Multiple instances of software capable of doing the same work. For example, many modern applications make use of containerization platforms such as Kubernetes so that they can run multiple instances of software services. One reason for this is so that if one instance encounters an error or goes offline, traffic can be routed to other instances to maintain application functionality.
Backup sources of power, such as generators, are often used in on-premises systems to protect the application from being knocked offline if power to the servers is impacted by, for example, the weather. That type of outage is more common than you might expect.
Fault tolerance vs. high availability
High availability refers to a system’s total uptime, and achieving high availability is one of the primary reasons architects look to build fault-tolerant systems.
Technically, fault tolerance and high availability are not exactly the same thing. Keeping an application highly available is not simply a matter of making it fault tolerant. A highly fault-tolerant application could still fail to achieve high availability if, for example, it has to be taken offline regularly to upgrade software components, change the database schema, etc.
In practice, however, the two are often closely connected, and it’s difficult to achieve high availability without robust, fault-tolerant systems.
Fault tolerance goals
Building fault-tolerant systems is more complex and generally also more expensive. If we think back to our simple example from earlier, Application 2 is more fault tolerant, but it also has to pay for and maintain an additional database server. Thus, it’s important to assess the level of fault tolerance your application requires and build your system accordingly.
Normal functioning vs. graceful degradation
When designing fault-tolerant systems, you may want the application to remain online and fully functional at all times. In this case, your goal is normal functioning — you want your application, and by extension the user’s experience, to remain unchanged even if an element of your system fails or is knocked offline.
Another approach is aiming for what’s called graceful degradation, where outages and errors are allowed to impact functionality and degrade the user experience, but not knock the application out entirely. For example, if a software instance encounters an error during a period of heavy traffic, the application experience may slow for other users, and certain features might become unavailable.

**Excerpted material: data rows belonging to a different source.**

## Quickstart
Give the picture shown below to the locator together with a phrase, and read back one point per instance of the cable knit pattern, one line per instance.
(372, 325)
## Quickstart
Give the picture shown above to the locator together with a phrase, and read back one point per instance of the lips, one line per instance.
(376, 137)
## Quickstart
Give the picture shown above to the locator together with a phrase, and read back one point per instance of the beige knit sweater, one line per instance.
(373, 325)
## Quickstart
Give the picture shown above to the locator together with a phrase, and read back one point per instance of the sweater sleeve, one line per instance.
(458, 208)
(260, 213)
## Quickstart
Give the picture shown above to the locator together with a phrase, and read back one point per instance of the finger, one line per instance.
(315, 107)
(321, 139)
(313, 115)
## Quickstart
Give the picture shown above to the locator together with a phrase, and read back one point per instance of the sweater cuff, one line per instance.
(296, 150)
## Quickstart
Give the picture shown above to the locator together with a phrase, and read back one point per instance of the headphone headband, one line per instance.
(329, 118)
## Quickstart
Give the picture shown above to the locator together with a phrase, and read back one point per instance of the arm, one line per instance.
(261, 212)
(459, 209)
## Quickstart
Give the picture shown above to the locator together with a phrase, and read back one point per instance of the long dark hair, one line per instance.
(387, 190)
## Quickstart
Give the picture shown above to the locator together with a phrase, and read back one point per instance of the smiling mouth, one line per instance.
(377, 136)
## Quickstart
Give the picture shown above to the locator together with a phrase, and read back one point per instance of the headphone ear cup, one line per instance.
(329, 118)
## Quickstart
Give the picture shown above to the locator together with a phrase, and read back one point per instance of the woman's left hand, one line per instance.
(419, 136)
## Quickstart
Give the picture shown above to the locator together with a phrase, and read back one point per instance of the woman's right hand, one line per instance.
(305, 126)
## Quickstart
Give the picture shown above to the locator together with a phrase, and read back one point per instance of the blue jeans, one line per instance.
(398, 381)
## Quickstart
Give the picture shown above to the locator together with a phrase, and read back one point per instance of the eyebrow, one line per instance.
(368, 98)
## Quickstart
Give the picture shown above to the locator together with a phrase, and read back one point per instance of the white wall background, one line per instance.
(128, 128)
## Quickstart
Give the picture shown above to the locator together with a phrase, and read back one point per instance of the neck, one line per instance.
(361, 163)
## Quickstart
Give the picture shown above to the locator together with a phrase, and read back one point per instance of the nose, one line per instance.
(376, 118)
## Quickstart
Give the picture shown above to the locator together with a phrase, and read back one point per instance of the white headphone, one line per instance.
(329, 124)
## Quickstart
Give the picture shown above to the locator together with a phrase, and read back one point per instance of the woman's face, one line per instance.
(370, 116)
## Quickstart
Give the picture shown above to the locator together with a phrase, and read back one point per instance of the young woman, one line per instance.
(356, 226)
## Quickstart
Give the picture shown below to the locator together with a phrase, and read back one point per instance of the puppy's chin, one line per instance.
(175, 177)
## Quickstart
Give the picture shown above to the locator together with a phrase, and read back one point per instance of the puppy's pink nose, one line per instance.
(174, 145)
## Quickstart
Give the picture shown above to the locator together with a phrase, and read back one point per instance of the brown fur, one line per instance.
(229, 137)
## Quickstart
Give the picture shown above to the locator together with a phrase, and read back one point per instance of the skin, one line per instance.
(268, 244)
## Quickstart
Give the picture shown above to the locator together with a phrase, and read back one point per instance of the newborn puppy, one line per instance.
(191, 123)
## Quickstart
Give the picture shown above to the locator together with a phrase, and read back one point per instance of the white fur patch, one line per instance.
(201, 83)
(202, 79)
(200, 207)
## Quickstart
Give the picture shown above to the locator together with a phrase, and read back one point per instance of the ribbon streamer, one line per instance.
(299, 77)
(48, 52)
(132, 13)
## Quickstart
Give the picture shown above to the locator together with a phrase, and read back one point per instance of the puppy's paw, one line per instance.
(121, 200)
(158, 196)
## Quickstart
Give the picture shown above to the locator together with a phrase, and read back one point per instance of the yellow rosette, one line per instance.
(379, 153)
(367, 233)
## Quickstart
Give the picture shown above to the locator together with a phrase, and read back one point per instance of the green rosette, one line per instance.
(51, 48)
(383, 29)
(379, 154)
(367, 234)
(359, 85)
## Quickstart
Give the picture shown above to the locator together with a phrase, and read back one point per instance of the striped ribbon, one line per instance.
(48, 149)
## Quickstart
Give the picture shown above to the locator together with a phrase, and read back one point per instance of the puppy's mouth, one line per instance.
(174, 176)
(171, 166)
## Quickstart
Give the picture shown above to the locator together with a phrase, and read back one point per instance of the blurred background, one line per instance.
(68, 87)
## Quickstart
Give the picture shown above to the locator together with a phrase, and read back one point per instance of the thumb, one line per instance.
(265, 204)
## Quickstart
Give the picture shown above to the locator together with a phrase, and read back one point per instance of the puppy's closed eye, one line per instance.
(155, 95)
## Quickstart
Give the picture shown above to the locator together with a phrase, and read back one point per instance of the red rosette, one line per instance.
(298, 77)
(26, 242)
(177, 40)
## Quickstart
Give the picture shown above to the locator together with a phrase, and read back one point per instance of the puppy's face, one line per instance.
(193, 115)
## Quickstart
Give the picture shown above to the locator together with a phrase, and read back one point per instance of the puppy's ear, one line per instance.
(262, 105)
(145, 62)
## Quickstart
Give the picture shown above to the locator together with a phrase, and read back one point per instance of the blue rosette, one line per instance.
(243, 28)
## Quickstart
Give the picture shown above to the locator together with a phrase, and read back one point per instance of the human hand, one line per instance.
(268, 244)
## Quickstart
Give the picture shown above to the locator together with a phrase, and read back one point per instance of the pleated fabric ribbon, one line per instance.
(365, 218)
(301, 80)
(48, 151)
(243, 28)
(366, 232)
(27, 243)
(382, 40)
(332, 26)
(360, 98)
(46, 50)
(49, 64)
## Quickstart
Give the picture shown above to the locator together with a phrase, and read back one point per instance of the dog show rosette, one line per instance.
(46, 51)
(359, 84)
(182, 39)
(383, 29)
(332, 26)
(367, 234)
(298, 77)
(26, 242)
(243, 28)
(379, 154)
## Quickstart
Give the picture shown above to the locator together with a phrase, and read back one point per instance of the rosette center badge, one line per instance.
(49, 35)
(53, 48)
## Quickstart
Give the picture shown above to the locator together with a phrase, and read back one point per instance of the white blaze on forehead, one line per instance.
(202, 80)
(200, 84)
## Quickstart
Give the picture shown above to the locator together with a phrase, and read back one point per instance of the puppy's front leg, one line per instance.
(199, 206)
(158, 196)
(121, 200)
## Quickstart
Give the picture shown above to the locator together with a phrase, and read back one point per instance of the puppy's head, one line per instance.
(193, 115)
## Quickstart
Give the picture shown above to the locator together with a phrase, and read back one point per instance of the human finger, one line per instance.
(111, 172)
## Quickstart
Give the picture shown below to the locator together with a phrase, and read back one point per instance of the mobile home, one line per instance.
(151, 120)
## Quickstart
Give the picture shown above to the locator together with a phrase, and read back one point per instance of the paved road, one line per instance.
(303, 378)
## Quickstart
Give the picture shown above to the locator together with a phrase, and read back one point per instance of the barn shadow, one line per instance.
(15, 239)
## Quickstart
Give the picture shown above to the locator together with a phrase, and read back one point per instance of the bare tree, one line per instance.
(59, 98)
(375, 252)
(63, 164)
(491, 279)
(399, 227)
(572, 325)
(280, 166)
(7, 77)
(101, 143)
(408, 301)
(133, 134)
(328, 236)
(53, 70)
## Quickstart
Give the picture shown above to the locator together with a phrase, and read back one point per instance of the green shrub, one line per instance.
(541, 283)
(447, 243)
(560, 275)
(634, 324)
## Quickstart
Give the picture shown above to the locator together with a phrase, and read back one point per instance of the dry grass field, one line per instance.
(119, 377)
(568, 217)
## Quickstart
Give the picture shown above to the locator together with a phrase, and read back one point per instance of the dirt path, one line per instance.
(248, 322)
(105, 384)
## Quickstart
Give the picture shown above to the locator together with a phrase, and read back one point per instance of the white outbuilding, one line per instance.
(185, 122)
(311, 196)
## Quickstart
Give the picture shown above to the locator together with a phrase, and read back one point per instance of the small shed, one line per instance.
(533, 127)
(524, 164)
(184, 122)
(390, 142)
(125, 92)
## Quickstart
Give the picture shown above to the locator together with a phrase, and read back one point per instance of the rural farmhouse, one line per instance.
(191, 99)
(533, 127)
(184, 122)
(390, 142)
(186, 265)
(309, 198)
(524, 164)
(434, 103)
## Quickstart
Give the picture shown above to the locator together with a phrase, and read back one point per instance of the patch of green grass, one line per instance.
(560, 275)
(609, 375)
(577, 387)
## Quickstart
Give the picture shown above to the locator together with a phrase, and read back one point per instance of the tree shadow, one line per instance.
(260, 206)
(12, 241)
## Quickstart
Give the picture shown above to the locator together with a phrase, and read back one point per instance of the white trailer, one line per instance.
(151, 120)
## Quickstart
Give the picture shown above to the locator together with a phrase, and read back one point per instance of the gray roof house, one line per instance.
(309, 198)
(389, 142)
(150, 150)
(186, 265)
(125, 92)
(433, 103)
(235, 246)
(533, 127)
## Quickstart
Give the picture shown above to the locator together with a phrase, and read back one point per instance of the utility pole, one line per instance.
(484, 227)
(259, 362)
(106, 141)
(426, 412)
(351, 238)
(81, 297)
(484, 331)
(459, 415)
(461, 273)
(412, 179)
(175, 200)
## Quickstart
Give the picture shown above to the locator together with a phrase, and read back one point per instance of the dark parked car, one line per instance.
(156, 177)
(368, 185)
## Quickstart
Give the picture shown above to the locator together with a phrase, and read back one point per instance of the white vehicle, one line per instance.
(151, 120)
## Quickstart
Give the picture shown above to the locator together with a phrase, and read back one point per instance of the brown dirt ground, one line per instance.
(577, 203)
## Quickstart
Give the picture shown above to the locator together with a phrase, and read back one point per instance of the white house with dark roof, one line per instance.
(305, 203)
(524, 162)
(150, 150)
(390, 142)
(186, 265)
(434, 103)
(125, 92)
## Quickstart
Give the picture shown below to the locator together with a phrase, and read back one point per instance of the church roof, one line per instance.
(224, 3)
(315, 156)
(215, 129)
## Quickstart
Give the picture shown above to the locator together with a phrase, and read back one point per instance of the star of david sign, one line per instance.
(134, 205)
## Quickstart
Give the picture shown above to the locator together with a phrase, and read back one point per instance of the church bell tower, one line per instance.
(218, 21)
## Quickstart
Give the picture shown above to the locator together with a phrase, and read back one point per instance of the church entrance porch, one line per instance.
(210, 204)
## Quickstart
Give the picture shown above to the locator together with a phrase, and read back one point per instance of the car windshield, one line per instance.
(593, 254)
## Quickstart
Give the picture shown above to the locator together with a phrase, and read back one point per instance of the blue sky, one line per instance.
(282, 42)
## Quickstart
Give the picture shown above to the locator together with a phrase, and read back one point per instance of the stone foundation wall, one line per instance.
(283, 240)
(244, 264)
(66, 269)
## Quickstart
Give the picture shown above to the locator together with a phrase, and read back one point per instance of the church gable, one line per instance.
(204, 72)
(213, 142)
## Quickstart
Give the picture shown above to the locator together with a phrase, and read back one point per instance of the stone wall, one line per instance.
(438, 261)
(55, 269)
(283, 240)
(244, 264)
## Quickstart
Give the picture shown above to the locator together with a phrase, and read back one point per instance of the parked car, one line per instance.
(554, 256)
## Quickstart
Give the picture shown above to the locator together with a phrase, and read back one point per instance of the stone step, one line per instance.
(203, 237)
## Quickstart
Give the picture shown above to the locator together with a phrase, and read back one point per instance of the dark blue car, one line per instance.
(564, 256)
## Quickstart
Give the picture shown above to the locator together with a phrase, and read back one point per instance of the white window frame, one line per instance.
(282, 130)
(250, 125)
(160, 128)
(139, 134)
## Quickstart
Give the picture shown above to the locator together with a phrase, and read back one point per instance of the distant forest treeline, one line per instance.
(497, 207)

Building for normal functioning obviously provides for a superior user experience, but it’s also generally more expensive. The goals for a specific application, then, might depend on what it’s used for. Mission-critical applications and systems will likely need to maintain normal functioning in all but the most dire of disasters, whereas it might make economic sense to allow less essential systems to degrade gracefully.
Setting survival goals
Achieving 100% fault tolerance isn’t really possible, so the question architects generally have to answer when designing fault-tolerant systems is how much they want to be able to survive.
Survival goals can vary, but here are some common ones for applications that run on one or more of the public clouds, in ascending order of resilience:
- Survive node failure. Running instances of your software on multiple nodes (often different physical servers) with the same AZ (data center) can allow your application to survive faults (such as hardware failures or errors) on one or more of those nodes.
- Survive AZ failure. Running instances of your software across multiple availability zones (data centers) within a cloud region will allow you to survive AZ outages, such as a specific data center losing power during a storm.
- Survive region failure. Running instances of your software across multiple cloud regions can allow you to survive an outage affecting an entire region, such as the AWS US-east-1 outage mentioned at the beginning of this post.
- Survive cloud provider failure. Running instances of your software both in the cloud and on-premises, or across multiple cloud providers, can allow you to survive even a full cloud provider outage.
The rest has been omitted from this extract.